Four freight and transport industry groups have issued a joint call for the Australian government to develop and implement a National Zero Emission Truck Strategy.
The Electric Vehicle Council, Australian Trucking Association, Heavy Vehicle Industry Association and the Australian Hydrogen Council have combined forces to advocate for government direction and support beyond light vehicles, expanding the focus of the government’s recently launched National Electric Vehicle Strategy.
That strategy presents a “comprehensive roadmap" to allow Australians a better choice of electric vehicles and “encourage greater use of cleaner, cheaper-to-run vehicles,” according to the Australasian Fleet Management Association.
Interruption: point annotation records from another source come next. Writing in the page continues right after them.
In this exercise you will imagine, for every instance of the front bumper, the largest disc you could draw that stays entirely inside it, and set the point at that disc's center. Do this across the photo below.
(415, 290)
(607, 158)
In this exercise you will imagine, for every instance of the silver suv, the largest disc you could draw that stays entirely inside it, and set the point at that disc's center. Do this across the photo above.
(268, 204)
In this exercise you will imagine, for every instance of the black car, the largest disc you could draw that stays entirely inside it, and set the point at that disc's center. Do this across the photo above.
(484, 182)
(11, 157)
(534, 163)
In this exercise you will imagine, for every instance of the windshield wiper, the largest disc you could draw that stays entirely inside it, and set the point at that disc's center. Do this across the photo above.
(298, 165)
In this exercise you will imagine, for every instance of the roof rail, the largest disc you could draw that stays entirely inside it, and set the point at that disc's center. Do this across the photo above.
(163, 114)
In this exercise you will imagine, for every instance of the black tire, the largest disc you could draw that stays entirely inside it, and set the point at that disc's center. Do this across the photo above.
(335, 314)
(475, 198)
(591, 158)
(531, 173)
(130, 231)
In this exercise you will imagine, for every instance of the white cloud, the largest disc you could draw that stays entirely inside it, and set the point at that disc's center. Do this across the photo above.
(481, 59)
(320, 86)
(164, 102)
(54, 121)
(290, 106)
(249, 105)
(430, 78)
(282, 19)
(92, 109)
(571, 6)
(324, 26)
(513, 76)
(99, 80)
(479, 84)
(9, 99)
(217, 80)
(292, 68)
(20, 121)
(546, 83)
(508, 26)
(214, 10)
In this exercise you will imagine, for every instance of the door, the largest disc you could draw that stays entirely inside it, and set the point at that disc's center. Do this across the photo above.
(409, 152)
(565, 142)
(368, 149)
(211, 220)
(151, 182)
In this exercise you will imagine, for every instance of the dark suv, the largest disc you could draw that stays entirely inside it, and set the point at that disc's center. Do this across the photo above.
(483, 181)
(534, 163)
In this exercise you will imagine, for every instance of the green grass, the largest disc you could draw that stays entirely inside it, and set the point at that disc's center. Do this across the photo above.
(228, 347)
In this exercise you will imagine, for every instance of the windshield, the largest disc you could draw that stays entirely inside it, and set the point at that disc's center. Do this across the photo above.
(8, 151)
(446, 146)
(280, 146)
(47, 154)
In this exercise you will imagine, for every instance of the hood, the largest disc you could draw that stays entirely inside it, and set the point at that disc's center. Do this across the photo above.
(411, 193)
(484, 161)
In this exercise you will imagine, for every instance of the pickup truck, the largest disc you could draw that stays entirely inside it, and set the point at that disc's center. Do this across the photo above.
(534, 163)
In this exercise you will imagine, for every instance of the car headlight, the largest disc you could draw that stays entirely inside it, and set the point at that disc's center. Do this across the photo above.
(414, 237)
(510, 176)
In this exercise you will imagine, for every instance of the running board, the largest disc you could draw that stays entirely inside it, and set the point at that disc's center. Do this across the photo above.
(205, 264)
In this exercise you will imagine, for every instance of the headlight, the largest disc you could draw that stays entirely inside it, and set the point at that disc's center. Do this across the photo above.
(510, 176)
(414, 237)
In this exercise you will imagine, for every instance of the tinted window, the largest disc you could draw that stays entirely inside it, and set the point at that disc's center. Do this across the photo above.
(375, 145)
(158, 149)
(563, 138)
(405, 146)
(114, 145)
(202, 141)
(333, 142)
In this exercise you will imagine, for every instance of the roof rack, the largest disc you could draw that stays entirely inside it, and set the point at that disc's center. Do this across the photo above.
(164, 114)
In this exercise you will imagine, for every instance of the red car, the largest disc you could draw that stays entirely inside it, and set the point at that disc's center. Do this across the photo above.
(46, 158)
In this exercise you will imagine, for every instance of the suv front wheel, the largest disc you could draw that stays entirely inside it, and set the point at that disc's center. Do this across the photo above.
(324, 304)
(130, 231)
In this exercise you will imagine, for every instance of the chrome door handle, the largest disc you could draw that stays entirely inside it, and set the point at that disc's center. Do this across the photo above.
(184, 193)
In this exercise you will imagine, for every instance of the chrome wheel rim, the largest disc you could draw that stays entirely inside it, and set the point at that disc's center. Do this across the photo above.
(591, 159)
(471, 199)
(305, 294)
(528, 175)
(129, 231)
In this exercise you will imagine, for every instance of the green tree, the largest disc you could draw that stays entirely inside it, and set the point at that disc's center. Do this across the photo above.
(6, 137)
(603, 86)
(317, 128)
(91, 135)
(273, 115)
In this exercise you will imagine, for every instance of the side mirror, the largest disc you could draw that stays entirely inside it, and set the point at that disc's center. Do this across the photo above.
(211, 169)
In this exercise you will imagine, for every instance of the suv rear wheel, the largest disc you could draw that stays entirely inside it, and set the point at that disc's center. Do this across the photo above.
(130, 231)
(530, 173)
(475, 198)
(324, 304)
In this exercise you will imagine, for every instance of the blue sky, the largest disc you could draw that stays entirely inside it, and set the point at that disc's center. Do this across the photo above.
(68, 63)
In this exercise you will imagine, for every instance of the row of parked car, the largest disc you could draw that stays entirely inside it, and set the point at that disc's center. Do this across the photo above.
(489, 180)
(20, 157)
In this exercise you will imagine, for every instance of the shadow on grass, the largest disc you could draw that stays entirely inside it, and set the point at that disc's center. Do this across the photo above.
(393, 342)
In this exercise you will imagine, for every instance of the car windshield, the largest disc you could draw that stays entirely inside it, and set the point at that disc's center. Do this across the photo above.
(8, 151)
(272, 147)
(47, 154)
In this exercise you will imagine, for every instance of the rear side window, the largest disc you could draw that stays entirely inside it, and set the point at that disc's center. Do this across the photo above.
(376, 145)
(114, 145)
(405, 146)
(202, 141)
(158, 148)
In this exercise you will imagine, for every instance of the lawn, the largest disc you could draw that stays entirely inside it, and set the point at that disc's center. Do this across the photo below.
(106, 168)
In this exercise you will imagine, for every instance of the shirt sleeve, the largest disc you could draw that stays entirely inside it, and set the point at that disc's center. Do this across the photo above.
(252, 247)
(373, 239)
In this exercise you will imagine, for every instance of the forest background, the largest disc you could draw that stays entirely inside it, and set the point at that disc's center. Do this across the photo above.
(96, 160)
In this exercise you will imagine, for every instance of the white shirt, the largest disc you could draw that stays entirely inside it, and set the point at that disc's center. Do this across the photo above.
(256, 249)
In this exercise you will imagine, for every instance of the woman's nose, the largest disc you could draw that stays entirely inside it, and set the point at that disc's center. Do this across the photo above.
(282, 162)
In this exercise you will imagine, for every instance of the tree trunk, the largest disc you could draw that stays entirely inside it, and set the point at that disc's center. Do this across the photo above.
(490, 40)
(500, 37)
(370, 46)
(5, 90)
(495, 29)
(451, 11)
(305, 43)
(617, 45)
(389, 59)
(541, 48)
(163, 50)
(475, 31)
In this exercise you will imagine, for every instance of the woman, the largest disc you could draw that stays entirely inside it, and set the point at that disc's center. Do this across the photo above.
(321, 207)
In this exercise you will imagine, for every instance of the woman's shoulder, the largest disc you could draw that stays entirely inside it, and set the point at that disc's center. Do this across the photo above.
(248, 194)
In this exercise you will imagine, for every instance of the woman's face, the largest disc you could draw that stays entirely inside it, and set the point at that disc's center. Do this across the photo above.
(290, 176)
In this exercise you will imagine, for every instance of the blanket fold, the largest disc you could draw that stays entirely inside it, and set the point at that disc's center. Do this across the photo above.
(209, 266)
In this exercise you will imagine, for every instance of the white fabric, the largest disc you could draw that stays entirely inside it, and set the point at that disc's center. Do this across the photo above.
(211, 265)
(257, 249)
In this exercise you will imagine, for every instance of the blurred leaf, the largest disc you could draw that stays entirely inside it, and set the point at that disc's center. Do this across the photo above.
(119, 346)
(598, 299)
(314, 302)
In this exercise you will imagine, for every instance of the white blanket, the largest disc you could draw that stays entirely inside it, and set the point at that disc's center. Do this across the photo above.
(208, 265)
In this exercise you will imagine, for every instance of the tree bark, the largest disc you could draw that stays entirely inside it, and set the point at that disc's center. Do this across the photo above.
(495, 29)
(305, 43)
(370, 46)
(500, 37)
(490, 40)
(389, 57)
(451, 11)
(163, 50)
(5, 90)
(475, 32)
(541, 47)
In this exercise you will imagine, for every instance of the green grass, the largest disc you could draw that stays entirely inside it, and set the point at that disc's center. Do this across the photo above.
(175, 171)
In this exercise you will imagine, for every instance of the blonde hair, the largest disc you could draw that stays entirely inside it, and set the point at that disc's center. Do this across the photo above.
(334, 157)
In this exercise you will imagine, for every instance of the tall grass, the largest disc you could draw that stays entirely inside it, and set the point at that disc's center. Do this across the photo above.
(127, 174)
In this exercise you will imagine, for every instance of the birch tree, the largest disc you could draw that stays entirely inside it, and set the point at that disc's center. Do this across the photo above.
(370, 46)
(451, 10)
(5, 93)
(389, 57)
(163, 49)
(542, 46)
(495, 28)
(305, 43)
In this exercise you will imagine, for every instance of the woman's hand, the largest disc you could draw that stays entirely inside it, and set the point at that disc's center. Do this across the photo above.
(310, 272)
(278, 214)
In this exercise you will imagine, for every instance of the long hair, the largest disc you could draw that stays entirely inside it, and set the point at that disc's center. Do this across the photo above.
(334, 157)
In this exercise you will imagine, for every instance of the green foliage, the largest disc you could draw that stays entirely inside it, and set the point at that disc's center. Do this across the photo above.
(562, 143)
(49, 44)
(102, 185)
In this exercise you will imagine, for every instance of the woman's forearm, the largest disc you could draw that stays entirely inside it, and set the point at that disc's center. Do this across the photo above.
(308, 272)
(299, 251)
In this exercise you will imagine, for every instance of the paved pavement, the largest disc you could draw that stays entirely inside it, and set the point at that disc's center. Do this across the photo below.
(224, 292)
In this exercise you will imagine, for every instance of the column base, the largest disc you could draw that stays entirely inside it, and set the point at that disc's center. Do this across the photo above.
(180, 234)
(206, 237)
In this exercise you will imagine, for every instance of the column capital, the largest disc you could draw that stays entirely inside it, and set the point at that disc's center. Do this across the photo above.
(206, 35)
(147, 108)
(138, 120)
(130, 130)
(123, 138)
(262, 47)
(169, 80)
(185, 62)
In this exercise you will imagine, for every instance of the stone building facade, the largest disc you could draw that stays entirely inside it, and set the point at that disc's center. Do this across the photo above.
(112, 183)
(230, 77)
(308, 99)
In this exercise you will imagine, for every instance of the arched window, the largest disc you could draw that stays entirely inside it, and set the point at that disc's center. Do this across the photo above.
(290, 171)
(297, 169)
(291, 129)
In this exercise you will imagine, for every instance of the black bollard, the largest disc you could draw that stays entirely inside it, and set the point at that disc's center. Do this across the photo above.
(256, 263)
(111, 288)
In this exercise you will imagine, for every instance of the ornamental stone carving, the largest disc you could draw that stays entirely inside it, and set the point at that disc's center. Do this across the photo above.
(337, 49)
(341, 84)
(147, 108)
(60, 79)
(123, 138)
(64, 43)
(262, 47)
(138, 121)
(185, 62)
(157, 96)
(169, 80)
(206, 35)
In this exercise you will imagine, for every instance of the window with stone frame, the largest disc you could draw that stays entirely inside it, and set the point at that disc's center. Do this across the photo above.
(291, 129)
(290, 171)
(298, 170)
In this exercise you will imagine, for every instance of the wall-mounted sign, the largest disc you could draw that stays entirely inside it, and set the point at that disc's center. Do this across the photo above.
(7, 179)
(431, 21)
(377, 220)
However, the plan does not address zero emissions goals for heavy vehicles.
While applauding the government’s strategy and commitment to a fuel efficiency standard, the four groups believe “trucks and logistics will be left in the slow lane to decarbonization” if the government policy does not cover trucks.
In a joint statement, the industry groups noted “the freight and logistics transport sector contributes 38% of Australia’s transport emissions,” and pointed out government has not developed a plan to reduce the sector’s emissions.
“The Australian trucking industry faces significant barriers to the adoption of zero-emission trucks, including vehicle design rules, lack of electric truck recharging and hydrogen refueling infrastructure, and a temporary but significant higher upfront cost,” the statement reads.
Specifically, the industry collaboration asks the Australian Government:
- Develop a national zero emission truck strategy.
- Sign the global memorandum of understanding on zero emission trucks, to set clear climate ambition for medium and heavy vehicles.
- Fix the regulatory barriers (i.e., width and axle mass limits) to zero emission trucks, to increase vehicle model supply.
- Increase investment in electric recharging and hydrogen refueling infrastructure for trucks.
- Implement a purchase price incentive for zero emission trucks
- Fund and implement an upskilling and reskilling plan to ensure the preparedness of the workforce to transition to a zero emission fleet.
“Australia relies on trucks to function, but right now those trucks need imported oil to keep moving. We don’t need to be this vulnerable because our truck fleet can run on renewable energy we make domestically,” said Behyad Jafari, chief executive, Electric Vehicle Council. “We just need to get the policy settings right. With the EV and the trucking industry agreeing on these principles, the government can act swiftly.”